US 11,809,992 B1
	Applying compression profiles across similar neural network architectures
Gurumurthy Swaminathan, Redmond, WA (US); Ragav Venkatesan, Seattle, WA (US); Xiong Zhou, Bothell, WA (US); Runfei Luo, Kirkland, WA (US); and Vineet Khare, Redmond, WA (US)
Assigned to Amazon Technologies, Inc., Seattle, WA (US)
Filed by Amazon Technologies, Inc., Seattle, WA (US)
Filed on Mar. 31, 2020, as Appl. No. 16/836,376.
Int. Cl.
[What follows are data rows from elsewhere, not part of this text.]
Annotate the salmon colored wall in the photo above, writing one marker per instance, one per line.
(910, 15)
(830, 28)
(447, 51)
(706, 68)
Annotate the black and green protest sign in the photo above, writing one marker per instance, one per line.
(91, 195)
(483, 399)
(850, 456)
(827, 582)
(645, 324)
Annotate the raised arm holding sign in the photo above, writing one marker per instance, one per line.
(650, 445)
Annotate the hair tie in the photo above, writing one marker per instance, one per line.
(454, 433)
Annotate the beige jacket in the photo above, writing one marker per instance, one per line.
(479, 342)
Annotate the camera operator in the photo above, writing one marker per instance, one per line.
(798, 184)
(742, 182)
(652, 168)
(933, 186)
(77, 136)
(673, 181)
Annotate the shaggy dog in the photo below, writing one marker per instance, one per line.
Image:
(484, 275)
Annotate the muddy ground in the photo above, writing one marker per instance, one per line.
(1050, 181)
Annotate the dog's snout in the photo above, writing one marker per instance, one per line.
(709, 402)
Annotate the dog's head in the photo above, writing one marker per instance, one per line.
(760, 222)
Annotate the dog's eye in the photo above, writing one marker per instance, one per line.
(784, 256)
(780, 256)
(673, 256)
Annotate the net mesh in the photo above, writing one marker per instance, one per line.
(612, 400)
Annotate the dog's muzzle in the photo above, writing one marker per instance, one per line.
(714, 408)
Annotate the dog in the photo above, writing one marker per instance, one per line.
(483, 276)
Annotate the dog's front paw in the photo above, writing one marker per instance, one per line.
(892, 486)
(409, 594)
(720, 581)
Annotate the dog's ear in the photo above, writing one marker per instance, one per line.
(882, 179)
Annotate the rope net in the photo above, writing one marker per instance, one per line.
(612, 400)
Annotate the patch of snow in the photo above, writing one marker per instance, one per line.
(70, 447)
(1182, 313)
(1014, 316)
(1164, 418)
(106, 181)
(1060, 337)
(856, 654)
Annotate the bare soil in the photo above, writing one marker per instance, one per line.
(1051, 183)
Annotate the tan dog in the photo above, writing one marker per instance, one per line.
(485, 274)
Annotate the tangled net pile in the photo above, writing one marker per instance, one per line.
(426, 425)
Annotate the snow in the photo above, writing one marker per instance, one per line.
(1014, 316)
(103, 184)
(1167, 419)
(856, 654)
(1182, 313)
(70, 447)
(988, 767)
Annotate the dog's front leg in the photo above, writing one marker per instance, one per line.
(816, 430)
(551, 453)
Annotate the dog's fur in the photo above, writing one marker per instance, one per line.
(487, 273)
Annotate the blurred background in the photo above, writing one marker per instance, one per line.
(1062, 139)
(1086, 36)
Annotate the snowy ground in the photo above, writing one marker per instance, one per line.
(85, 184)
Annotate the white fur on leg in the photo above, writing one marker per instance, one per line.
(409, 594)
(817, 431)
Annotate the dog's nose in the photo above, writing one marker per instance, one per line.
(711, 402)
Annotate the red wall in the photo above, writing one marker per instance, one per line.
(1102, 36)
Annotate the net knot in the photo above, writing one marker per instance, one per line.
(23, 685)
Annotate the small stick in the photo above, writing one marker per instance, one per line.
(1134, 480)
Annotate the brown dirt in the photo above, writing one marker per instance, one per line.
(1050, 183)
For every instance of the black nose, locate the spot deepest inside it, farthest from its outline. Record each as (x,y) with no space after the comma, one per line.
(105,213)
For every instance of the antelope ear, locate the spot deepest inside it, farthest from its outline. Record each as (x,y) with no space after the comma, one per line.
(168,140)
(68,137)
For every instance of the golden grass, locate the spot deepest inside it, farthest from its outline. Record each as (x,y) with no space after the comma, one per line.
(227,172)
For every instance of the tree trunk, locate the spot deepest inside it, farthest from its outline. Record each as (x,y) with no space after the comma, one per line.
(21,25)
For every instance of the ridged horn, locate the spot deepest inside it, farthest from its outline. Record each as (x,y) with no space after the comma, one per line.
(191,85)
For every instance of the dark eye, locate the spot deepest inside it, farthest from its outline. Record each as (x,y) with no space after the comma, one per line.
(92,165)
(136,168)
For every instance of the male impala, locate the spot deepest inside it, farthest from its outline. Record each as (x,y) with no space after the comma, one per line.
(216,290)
G06N 3/08 (2023.01); G06N 3/082 (2023.01); G06N 3/045 (2023.01)

CPC G06N 3/082 (2013.01) [G06N 3/045 (2023.01)]

20 Claims

5. A method, comprising:

receiving a request to compress a trained neural network at a compression system for trained neural networks;

identifying, by the compression system, an architecture of the trained neural network;

comparing, by the compression system, the architecture of the trained neural network with individual ones of a plurality of different network architectures to select a compression profile out of a plurality of different compression profiles for the trained neural network according to the comparison, wherein the plurality of different compression profiles comprise different respective information useable to determine which feature to remove from a given architecture;

applying, by the compression system, the compression profile to remove one or more features of the architecture of the trained neural network to generate a compressed version of the trained neural network;

training, by the compression system, the compressed version of the trained neural network with a tuning data set for the neural network; and

sending the trained and compressed version of the trained neural network to an identified destination.